Indeed, the International Monetary Fund greeted the new year with a warning that a third of the global economy will suffer recession in 2023, a downturn that will likely trim corporate profits.

“On a tactical basis, we are bearish, expecting investors to return from their New Years revelry in a sour mood,” said Marko Papic, chief strategist at the Clocktower Group. “Recession is yet to be priced in by the cyclical sectors and more downside may be ahead as the end-of-the-month FOMC meeting looms. However, we posit that the risk of a recession is overstated.”

However, Julian Emanuel, strategist at Evercore ISI, reckoned that such concerns don’t necessarily mean stocks can’t rally.

“Forecasting an earnings recession in 2023 to accompany the economic recession that now seems inevitable, along with a 2023 year end S&P 500 price target of 4,150, would seem impossible,” he said in a note to clients.

“Yet not only is there a long history of earnings down/stocks up years (1970, 1982 and 1985 stand out, but there is also the tendency for strong stock/bond return years to follow historically forceful tightening cycles (1982, 1985) particularly in years (1995) following ‘havoc being wreaked’ on a 60/40 portfolio such as 2022’s declines.” Emanuel added.

In addition, a burst of fresh strength in the U.S. dollar on Tuesday – a common reaction to global economic slowdown worries – was likely to further crimp earnings of U.S. multinationals.

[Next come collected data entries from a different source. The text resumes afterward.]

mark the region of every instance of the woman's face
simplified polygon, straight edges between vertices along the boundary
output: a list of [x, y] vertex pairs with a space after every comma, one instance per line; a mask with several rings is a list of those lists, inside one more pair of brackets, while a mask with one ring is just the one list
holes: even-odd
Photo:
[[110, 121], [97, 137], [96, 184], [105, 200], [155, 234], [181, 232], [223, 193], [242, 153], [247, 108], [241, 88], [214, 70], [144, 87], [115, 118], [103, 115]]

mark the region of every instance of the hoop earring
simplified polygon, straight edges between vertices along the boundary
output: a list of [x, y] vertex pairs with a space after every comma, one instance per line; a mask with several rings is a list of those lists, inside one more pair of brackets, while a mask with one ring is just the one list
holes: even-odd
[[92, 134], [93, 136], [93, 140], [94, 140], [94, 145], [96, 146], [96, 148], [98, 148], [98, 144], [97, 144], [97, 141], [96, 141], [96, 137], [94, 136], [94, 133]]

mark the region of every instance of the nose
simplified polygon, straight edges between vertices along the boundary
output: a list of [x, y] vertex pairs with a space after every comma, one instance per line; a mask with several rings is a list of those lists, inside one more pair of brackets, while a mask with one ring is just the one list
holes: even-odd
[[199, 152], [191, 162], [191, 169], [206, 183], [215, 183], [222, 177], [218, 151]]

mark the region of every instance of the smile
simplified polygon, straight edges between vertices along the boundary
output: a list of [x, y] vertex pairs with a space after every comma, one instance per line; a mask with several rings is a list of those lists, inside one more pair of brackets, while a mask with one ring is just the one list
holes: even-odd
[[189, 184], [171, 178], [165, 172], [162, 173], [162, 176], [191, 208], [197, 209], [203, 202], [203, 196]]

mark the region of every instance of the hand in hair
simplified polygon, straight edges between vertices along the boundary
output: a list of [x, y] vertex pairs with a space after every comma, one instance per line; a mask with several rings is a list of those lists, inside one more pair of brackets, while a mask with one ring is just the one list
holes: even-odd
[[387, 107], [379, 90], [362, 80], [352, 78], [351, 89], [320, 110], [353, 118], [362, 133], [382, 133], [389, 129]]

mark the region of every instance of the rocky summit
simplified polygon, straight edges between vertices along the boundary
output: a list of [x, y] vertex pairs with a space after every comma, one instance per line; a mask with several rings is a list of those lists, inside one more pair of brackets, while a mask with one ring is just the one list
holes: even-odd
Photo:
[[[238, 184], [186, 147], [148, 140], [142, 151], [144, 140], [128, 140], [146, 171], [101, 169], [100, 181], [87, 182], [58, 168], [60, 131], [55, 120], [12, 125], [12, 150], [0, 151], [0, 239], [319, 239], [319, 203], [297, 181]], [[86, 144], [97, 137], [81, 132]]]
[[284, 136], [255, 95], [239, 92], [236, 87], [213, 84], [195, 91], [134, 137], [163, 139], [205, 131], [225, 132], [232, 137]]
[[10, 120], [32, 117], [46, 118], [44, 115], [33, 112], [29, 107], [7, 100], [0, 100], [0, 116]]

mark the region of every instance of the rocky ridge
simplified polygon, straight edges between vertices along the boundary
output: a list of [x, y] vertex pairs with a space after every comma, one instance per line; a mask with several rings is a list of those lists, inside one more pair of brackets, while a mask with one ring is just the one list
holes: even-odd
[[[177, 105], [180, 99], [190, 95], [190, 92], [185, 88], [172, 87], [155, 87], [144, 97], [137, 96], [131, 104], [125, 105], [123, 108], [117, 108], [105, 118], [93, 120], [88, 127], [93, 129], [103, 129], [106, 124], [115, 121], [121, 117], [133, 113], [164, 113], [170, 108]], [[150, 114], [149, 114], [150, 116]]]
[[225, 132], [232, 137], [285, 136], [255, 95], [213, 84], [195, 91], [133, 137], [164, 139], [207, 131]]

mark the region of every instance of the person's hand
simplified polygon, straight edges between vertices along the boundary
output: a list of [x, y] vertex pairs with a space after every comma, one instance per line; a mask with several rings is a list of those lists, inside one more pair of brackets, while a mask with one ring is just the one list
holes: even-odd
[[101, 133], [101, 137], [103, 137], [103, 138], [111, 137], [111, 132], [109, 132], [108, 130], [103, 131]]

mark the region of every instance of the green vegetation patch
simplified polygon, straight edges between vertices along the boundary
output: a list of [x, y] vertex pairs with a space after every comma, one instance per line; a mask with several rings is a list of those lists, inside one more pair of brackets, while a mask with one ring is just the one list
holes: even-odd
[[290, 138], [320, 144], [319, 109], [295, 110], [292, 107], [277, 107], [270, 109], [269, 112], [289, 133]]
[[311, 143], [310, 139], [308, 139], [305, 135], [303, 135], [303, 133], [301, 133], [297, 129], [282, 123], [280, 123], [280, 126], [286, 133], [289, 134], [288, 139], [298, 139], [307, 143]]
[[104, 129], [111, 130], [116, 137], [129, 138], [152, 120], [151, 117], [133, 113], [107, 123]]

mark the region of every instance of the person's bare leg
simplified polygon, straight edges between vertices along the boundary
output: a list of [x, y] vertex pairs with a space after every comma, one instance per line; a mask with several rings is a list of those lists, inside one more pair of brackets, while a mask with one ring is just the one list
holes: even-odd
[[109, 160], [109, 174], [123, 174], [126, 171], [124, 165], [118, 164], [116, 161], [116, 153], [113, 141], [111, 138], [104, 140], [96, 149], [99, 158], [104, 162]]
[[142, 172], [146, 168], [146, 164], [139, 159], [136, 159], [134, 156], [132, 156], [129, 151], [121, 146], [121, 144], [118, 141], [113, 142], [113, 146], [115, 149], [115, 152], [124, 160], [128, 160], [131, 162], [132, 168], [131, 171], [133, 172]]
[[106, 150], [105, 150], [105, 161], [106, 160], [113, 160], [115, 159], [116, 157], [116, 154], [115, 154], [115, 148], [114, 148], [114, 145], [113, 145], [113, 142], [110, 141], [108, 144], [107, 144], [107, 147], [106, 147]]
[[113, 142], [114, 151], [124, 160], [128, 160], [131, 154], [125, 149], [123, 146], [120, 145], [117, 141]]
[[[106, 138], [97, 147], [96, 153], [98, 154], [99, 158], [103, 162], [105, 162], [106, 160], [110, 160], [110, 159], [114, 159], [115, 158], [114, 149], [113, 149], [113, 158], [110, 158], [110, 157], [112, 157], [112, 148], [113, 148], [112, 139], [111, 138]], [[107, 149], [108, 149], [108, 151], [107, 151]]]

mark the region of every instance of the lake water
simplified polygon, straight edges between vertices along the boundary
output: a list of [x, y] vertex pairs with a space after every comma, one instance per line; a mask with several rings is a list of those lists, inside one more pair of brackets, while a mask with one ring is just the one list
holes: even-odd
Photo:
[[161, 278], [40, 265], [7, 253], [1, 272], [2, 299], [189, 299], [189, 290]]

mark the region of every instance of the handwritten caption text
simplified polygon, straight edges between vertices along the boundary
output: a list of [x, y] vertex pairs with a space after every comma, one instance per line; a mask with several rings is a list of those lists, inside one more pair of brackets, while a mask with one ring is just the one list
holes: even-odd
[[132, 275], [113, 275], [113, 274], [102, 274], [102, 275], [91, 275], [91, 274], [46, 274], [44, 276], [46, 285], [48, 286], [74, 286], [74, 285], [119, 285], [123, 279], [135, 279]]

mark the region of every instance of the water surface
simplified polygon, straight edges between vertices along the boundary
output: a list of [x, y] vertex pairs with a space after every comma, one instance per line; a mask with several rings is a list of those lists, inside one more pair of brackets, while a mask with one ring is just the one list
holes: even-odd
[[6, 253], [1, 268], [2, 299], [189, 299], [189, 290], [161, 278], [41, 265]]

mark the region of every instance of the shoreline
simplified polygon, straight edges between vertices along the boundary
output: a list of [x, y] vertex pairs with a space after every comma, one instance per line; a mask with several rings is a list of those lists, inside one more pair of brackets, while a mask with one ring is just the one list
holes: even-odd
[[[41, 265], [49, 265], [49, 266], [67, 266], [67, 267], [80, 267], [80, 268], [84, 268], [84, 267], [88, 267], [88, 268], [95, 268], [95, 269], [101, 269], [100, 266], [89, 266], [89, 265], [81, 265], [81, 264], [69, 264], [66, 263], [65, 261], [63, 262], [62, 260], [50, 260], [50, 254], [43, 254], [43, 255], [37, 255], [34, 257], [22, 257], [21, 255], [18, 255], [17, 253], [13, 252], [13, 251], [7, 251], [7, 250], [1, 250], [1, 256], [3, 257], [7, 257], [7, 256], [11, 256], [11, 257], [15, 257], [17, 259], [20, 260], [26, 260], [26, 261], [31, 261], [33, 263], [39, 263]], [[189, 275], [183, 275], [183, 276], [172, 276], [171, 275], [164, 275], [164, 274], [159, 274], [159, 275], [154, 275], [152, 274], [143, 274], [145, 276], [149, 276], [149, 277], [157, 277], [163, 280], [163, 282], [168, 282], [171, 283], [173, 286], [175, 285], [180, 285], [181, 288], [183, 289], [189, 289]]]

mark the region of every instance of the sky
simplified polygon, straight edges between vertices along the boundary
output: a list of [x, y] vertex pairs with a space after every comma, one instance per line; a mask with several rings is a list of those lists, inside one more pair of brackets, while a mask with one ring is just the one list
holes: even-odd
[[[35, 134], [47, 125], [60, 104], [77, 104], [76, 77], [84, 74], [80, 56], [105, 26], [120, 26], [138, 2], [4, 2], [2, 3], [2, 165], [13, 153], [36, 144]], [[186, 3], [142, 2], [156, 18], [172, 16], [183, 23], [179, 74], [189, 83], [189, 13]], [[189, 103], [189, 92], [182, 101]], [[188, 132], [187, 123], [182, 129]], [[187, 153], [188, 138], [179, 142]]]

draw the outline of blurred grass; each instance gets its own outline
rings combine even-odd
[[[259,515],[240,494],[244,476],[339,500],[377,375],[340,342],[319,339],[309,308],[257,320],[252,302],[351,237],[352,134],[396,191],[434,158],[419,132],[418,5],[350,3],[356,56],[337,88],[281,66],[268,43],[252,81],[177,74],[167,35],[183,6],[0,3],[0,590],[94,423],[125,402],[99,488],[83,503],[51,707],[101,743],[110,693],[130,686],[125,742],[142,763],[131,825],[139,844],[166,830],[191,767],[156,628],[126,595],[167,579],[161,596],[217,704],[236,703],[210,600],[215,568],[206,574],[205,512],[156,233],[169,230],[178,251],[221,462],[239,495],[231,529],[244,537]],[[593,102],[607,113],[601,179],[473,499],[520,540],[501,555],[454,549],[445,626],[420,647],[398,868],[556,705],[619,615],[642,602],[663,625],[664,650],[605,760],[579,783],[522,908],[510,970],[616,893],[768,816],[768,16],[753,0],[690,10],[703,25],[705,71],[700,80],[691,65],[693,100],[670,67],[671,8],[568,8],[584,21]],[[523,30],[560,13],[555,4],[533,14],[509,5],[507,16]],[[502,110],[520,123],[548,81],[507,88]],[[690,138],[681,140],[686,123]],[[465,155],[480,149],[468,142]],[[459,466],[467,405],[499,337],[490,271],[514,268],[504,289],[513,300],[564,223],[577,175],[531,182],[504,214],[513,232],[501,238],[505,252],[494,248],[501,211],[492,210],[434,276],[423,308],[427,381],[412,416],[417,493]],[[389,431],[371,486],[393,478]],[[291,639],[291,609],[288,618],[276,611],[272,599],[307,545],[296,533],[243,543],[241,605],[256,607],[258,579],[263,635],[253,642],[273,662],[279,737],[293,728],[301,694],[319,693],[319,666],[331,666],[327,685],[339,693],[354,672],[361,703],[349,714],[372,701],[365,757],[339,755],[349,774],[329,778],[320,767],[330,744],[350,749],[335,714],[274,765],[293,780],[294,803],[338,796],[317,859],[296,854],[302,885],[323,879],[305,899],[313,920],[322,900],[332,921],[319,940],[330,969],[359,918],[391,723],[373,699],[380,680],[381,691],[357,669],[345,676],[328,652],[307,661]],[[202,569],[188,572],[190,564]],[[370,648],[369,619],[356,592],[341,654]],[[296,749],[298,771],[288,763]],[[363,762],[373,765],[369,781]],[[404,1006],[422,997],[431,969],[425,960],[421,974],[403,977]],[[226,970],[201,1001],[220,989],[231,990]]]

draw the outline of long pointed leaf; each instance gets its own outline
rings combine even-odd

The ICE U.S. Dollar Index DXY, -0.04%, a gauge of the dollar’s strength against a basket of major currencies, rose 1.1% to 104.64.

Meanwhile, precious metals prices jumped in the first trading session of 2023. Gold prices due in February  GCG23, 0.30% advanced to fresh 6-month highs on Tuesday, while March silver  SIH23, 0.10% climbed to settle at the highest since mid-April.

U.S. economic data on Tuesday included the December S&P U.S. manufacturing PMI, which showed a read of 46.2, down from 47.7 the prior month. November construction spending was up 0.2% in November, following revised 0.2% loses in October.

Later in the week, investors will be waiting for the release of the FOMC’s meeting minutes on Wednesday and a spate of economic data, including ISM Manufacturing index, job openings and quits, and Friday’s December jobs report.

Companies in focus
  • Shares of AMC Entertainment Holdings, Inc.  AMC, -3.44% finished 3.4% lower after its rival Cineworld Group PLC  CNWGQ, +17.75% said Tuesday that neither the company nor its advisors are in talks with AMC regarding the sale of its cinema assets. AMC said last month that it held discussions regarding a potential strategic acquisition of theaters from the bankrupted Cineworld. Shares of Cineworld jumped 17.8%.
  • Shares of Apple Inc. AAPL, -3.74% fell 3.7% on a report that the company has cut MacBook, Apple Watch and AirPod orders from its Asian suppliers, citing weakening demand.
  • Linde PLC  LIN, -2.40% stocks fell 2.4% after Reuters reported that Russia froze $488 million in the German industrial gas company’s assets.
  • Shares of Wynn Resorts, Limited WYNN, +3.81% gained 3.8% with the help of an upgrade from Wells Fargo, which saw a significant reopening opportunity for the hotel and casino operator, citing China’s moves toward a full reopening.